L’Eglise a un besoin pressant d’un nouveau saint Irénée de Lyon

Mgr Athanasius Schneider, qui a participé à l’élaboration de l’ouvrage Le Synode sur la famille en 100 questions, répond aux questions d'Anne le Pape dans Présent. Extraits :

"[…] Depuis quelques décennies, nous pouvons observer dans la sphère ecclésiale une atmosphère où prédomine l’ambiguïté doctrinale, qui à son tour est exprimée en termes et paroles imprécis, souvent porteurs d’émotion. Une telle méthode intellectuelle et un tel langage ressemblent beaucoup au phénomène du gnosticisme chrétien du IIe siècle, qui a été magistralement analysé, démasqué et réfuté par saint Irénée de Lyon dans son ouvrage Adversus haerese. L’Eglise, de nos jours, a un besoin pressant d’un nouveau saint Irénée de Lyon !

Quelles conclusions tirez-vous du déroulement de la seconde partie du synode, qui vient de s’achever ? 
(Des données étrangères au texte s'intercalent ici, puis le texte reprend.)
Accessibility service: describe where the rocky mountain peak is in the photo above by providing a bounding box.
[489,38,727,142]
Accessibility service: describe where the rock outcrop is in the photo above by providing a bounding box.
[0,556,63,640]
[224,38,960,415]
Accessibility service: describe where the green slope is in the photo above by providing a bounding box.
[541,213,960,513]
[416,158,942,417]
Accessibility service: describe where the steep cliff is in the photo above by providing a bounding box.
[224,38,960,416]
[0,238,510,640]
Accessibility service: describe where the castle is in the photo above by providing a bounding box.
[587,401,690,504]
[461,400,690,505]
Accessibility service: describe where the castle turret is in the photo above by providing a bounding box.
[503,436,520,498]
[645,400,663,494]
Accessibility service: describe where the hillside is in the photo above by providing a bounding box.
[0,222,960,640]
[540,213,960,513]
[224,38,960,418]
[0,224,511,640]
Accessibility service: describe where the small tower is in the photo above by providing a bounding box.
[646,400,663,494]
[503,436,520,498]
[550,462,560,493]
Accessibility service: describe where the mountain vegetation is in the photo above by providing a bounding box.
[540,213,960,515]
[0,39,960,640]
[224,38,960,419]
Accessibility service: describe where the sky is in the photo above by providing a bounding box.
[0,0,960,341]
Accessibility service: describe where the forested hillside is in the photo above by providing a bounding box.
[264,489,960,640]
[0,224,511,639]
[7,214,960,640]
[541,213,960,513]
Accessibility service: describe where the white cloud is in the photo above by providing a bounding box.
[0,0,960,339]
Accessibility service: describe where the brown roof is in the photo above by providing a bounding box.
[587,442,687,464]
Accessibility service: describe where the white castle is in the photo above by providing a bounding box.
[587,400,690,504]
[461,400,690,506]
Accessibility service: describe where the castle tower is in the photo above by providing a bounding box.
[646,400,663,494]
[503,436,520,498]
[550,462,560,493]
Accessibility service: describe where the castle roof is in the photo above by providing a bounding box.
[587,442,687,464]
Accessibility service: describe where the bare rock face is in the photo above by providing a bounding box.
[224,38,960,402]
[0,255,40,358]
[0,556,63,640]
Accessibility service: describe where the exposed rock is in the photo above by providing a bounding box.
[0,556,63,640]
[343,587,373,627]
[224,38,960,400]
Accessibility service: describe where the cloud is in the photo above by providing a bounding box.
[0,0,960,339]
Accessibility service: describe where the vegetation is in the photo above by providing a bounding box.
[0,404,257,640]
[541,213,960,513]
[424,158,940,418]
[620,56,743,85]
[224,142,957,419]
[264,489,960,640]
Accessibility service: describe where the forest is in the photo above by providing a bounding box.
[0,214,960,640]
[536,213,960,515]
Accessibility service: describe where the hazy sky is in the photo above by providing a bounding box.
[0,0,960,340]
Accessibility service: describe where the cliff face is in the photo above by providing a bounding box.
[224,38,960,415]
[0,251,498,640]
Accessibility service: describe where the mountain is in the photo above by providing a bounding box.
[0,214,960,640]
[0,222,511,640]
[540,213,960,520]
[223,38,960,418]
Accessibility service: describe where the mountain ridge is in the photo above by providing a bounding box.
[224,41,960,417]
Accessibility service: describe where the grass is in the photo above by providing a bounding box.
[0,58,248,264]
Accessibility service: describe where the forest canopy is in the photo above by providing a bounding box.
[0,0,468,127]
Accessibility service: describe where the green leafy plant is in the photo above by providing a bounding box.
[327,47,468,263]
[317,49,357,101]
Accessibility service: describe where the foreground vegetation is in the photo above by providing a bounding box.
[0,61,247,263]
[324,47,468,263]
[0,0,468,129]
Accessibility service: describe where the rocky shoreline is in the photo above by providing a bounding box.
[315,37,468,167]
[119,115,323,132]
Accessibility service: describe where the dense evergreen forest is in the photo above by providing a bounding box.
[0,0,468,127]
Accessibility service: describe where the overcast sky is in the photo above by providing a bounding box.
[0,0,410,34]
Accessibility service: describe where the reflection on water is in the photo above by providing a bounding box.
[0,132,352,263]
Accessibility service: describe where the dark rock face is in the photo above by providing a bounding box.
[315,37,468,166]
SLa dernière assemblée du synode a montré au monde entier l’image d’un épiscopat profondément divisé, et cela concernant les questions doctrinales et disciplinaires, déjà tranchées par le Magistère pontifical et le Magistère ordinaire et universel, notamment : l’immoralité grave et le caractère contre nature des actes de sodomie, voire de l’homosexualité pratiquante, l’impossibilité d’admission des adultères impénitents aux sacrements, l’immoralité de toutes les formes pratiques du divorce. Depuis la crise arienne du IVe siècle, on n’a jamais entendu dire que des évêques catholiques avaient proféré insolemment et sans rougir des hérésies ou des semi-hérésies dans une assemblée officielle de l’Église. Le monde a pu être le témoin de ce fait consternant pendant les sessions du synode. En outre il était également manifeste que le contrôle des principales structures administratives du synode (« les coulisses du pouvoir ») était résolument entre les mains des ecclésiastiques sympathisants des doctrines mentionnées et des pratiques semi-hérétiques. Reste donc l’impression que, de nos jours, on a la liberté et le droit dans l’Eglise de propager impunément des théories hétérodoxes et qu’à la fin on peut être récompensé pour cela. La nature du ministère magistériel des évêques consiste à garder et à administrer fidèlement le dépôt de la foi, dont ils ne sont pas propriétaires. Une des expressions les plus importantes de ce ministère consiste dans l’éclaircissement des vérités catholiques, sans en changer le sens. Dans le synode, au contraire, s’est produite une éclipse de la vérité, causant une situation générale de confusion concernant la discipline de l’Eglise en ce qui concerne les divorcés remariés. Le pape saint Grégoire Ier explique, dans la « Règle pastorale, II, 7 », que les évêques ont, dans la tête du corps de l’Eglise, la fonction des yeux, et dans le cas où les évêques s’adaptent à l’esprit du monde, ils remplissent les yeux de l’Eglise d’une poussière qui obscurcit sa vue. […]"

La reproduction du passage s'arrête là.